Preventive pest control: This was one of my biggest learnings - for plants such as chilly varieties it is a good idea to perform an organic spraying ideally using neem oil, every week to 10 days. Though many may argue this is not necessary I found that my chilly and capsicum plants kept dying to a leaf curl problem until I started doing this. Although I try my best to have a "let them be" attitude, losing each and every chilly plant I ever tried to keep on my terrace had to have me changing my stance on this.

Other than all this, there are so many other "small" things like over-watering/under-watering, how much sun each type of plant needs, that has to come with experience and sometimes losing a few plants - Phew! have I scared off everyone now? :). Well let me show you a few pictures of the positives, after I made use of all the above information.

My red capsicums (sowed from seeds from a store-brought one!) went through the stages of green->brownish->purple to now finally turning that brilliant red and will be ready for harvesting in a few days.

My brinjal harvest from 5 plants on my terrace that were planted from seed just 4 months ago, and are flourishing now. One of them is a thorny variety that I was being so careful with while watering etc but managed to prick my fingers on about 5 times in my enthusiasm to get to the brinjal :).
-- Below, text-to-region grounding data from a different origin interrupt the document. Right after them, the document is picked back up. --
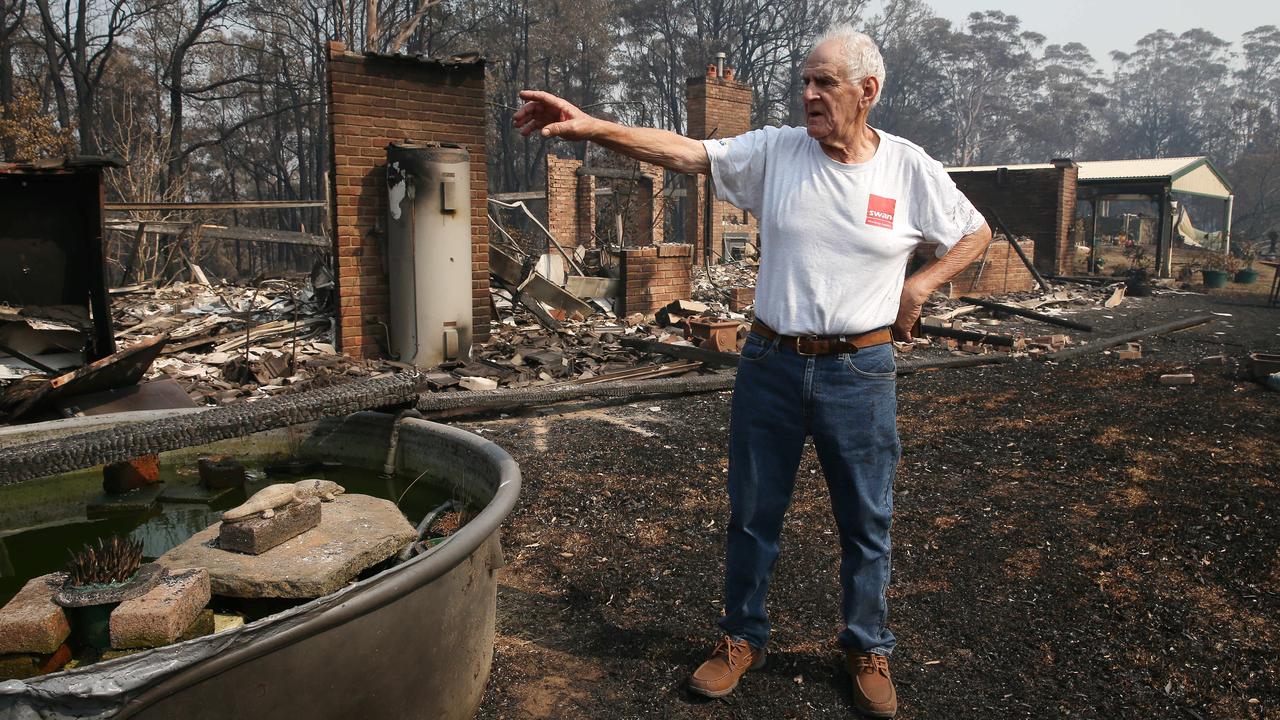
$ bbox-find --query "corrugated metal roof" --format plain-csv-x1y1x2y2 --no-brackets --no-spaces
1075,157,1202,181
947,162,1055,173
946,156,1232,198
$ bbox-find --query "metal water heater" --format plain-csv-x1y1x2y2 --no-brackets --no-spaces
386,141,472,367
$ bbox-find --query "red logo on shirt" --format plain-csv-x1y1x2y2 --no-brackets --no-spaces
866,194,896,229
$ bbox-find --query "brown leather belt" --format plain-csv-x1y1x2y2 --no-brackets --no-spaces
750,320,892,356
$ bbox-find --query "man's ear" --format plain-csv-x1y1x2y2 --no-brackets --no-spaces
862,76,880,107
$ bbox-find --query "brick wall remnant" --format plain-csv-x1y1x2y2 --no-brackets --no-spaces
619,244,694,317
326,41,489,359
686,64,757,265
948,161,1078,277
939,237,1038,297
546,153,665,249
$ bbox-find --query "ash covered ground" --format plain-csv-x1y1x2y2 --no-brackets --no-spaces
469,291,1279,719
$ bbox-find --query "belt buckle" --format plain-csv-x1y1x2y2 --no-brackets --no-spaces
796,335,821,356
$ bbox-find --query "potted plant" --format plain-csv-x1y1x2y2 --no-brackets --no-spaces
1121,243,1152,296
1201,253,1230,289
54,536,165,651
1235,245,1259,284
1176,260,1200,283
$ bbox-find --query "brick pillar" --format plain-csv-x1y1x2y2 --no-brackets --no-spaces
619,244,693,316
639,162,665,245
546,154,581,248
575,174,596,247
686,63,755,265
326,41,490,358
1052,158,1079,277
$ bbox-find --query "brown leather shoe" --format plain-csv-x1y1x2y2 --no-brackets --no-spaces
687,636,766,698
846,651,897,718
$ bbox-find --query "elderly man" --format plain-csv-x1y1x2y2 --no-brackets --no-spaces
515,25,991,718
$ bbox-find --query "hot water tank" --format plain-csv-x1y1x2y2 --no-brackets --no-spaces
386,141,472,366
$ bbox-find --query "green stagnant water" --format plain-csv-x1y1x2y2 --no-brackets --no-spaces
0,462,450,607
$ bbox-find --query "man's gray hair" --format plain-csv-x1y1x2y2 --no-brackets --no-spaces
815,24,886,106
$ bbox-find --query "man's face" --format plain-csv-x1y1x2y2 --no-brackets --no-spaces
801,39,875,144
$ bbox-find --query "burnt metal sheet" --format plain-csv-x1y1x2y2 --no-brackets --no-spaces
52,378,197,417
8,334,168,421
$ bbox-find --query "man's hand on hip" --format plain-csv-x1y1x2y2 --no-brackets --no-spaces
892,278,932,342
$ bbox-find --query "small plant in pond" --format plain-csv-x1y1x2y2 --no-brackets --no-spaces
65,536,144,587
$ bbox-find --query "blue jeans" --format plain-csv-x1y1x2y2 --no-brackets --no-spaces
719,331,900,655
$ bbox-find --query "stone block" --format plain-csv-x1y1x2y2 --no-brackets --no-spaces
0,653,42,680
109,568,211,650
0,644,71,680
103,604,212,655
198,456,247,489
218,498,322,555
177,608,215,642
1160,373,1195,386
0,573,71,655
103,455,160,494
214,612,246,633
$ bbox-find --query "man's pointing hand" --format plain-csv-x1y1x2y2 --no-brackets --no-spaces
513,90,598,141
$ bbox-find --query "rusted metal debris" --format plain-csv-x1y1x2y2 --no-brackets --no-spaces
4,334,171,422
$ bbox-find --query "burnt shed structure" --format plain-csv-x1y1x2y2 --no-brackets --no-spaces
949,156,1234,278
0,158,119,365
946,159,1079,277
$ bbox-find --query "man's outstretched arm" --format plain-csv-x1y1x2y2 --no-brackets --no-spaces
513,90,709,175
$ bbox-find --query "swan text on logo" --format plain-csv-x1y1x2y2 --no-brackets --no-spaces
866,194,896,229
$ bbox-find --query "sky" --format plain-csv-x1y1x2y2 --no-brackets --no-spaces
898,0,1279,67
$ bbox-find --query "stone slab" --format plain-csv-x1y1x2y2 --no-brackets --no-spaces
157,494,416,599
86,484,164,516
0,573,71,654
160,484,238,504
218,498,321,555
109,568,211,649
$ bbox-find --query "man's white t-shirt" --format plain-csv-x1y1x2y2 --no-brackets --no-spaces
703,125,983,337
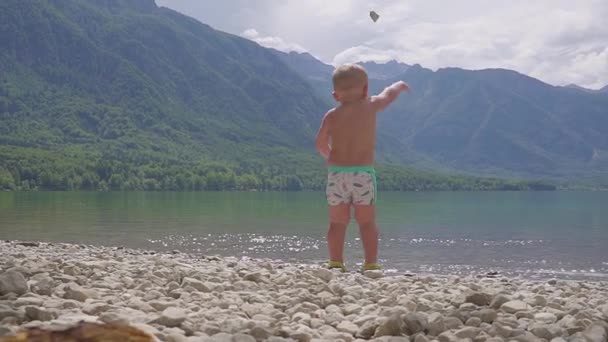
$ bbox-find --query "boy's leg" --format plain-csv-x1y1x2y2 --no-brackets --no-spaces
354,205,378,265
328,204,350,263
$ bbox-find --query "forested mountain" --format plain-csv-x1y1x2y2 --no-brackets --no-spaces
0,0,550,191
276,52,608,182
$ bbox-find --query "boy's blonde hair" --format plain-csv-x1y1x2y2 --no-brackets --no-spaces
332,64,368,94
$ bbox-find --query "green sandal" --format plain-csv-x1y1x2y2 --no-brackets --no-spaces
362,263,382,271
327,261,347,272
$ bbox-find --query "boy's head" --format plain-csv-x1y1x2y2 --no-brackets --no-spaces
332,63,368,103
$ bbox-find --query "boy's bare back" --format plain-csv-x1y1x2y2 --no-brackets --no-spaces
315,63,409,167
323,99,377,166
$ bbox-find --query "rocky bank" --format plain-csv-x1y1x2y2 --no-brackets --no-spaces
1,241,607,342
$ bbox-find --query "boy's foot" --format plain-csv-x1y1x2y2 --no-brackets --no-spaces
327,261,346,272
362,263,382,271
I'd not taken too many photos of my cherry tomatoes as I got a bit complacent at just how bountiful they have been, but as I was just about to post this one, I thought I musn't miss them out! The green ones are those that fell out of the plant because of squirrels and the such, will put them into a sambhar probably :).
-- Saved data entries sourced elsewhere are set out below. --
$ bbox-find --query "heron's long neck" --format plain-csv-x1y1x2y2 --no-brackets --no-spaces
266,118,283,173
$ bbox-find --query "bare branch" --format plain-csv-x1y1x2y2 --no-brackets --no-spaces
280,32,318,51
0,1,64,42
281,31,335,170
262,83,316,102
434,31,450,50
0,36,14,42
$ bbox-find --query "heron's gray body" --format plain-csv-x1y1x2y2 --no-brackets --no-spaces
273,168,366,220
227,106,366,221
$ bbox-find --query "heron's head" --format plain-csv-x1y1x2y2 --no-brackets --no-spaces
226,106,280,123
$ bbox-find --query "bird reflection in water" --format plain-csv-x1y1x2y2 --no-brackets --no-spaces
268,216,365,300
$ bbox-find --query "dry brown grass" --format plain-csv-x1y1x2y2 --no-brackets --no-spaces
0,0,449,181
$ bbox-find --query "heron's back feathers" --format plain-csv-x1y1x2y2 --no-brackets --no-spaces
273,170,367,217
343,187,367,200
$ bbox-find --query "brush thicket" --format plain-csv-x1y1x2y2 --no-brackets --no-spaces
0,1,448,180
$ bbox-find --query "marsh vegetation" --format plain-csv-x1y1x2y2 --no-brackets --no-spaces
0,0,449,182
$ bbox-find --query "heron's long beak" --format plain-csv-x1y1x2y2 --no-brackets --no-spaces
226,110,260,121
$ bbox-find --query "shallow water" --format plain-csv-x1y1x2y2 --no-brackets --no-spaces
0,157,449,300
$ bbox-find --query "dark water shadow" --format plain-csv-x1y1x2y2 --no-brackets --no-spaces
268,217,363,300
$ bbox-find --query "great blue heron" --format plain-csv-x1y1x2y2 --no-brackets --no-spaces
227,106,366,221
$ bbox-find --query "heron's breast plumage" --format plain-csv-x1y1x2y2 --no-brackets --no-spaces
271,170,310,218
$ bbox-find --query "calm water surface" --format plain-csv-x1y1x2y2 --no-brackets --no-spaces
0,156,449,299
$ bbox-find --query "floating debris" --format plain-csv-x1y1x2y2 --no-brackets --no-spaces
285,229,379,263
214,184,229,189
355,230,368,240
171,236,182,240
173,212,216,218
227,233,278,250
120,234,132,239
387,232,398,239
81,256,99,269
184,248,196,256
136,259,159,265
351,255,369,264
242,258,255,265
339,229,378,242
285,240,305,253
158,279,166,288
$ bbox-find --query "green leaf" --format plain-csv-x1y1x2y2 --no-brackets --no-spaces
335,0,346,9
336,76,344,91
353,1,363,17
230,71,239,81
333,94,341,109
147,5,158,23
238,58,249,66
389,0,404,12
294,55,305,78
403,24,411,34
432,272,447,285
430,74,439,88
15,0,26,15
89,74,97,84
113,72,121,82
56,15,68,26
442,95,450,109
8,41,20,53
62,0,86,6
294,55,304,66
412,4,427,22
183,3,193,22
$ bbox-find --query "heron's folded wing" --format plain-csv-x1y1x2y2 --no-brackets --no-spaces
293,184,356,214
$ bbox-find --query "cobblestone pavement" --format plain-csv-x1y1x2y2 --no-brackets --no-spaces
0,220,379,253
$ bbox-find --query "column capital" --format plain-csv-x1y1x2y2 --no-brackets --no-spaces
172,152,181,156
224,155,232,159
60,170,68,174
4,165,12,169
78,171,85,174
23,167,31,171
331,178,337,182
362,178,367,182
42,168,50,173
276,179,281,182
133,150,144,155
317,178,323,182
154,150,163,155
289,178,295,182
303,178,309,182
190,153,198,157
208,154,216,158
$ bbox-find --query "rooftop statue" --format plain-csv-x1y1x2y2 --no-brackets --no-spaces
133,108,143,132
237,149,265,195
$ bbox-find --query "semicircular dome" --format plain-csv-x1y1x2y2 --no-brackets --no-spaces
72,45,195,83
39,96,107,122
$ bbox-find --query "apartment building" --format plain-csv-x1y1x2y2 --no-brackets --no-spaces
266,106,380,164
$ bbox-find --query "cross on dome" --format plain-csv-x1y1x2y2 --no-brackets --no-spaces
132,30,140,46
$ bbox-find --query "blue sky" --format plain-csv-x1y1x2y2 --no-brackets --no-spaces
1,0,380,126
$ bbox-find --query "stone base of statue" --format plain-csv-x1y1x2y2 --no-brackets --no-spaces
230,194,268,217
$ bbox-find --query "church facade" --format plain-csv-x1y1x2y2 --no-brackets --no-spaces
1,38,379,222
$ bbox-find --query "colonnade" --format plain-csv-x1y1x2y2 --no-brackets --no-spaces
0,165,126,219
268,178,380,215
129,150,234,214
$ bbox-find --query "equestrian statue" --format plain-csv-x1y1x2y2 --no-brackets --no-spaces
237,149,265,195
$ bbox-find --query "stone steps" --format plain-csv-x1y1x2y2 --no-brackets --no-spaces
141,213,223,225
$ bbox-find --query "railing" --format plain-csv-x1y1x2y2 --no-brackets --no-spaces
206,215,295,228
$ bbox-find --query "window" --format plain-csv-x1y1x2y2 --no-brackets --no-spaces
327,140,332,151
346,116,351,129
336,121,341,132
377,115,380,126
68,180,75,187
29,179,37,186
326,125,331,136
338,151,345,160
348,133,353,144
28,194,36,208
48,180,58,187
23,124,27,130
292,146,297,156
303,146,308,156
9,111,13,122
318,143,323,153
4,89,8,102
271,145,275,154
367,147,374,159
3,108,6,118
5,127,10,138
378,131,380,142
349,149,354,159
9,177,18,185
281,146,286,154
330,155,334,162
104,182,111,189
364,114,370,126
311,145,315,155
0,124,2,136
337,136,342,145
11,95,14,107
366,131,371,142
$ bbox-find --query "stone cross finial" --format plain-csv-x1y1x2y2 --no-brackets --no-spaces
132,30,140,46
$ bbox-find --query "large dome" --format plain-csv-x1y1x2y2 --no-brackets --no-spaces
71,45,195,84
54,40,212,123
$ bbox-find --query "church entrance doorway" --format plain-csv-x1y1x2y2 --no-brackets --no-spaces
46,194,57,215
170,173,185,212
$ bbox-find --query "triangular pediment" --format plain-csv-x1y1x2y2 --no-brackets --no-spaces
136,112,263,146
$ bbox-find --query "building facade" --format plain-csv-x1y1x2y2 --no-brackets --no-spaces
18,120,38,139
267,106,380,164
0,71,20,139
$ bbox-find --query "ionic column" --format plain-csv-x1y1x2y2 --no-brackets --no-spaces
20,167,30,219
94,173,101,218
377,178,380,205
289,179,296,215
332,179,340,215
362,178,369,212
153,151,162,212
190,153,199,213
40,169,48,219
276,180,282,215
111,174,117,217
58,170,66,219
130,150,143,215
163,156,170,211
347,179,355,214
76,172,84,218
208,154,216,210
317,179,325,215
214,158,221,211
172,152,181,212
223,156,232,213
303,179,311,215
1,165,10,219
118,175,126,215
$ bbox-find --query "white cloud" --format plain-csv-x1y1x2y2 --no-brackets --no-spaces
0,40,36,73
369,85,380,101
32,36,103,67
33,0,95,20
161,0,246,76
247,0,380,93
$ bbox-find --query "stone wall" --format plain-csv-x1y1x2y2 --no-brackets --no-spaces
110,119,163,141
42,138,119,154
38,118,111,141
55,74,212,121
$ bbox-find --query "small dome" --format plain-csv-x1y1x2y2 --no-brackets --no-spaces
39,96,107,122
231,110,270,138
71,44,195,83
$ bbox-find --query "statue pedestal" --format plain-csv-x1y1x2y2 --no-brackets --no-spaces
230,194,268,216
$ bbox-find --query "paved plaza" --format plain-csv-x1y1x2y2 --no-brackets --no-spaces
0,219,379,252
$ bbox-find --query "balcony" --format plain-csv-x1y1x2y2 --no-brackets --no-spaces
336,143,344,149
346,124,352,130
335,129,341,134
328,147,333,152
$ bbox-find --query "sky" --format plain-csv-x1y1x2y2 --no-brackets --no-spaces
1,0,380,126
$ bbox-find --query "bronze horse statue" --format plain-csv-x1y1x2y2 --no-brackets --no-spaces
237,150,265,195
Realized that just between this post being in drafts a couple of days back, and my posting it today, this blog has now passed 25000 page views. I'm thrilled :) !!! Thanks to you all, especially my regular readers you know who you are ;).


  1. Lady - I bow my head down to you in utmost humility....I'm enthralled by your drive, hard work, enthu and patience.
    Are the kids bitten by the gardening bug yet?
    Loved the update...could not and will not do it in a million years but it's great to read about it :)

    1. Thanks Aparna, don't make me blush :). It's just so calming and interesting at the same time, that all the work that goes into it seems to make sense.

      Kids - S loves to come and help me, D is more interested in what each plant is, and she worries that I won't leave place on the terrace for them to run around in ;).

  2. I am running out of superlatives to appreciate the effort you've put in and dedication you've shown. I salute to you lady. Just reading about it makes me run miles away from all the hard work associated ;-) But really, you are great! :-)
    Thank you for the wonderful post!

    1. Thanks Uma :) I thought i'd replied to this one, only now realized I hadn't ..

      Hard work yes, but i'm telling you when you see that first tomato it really does something to you and you'll be hooked ;).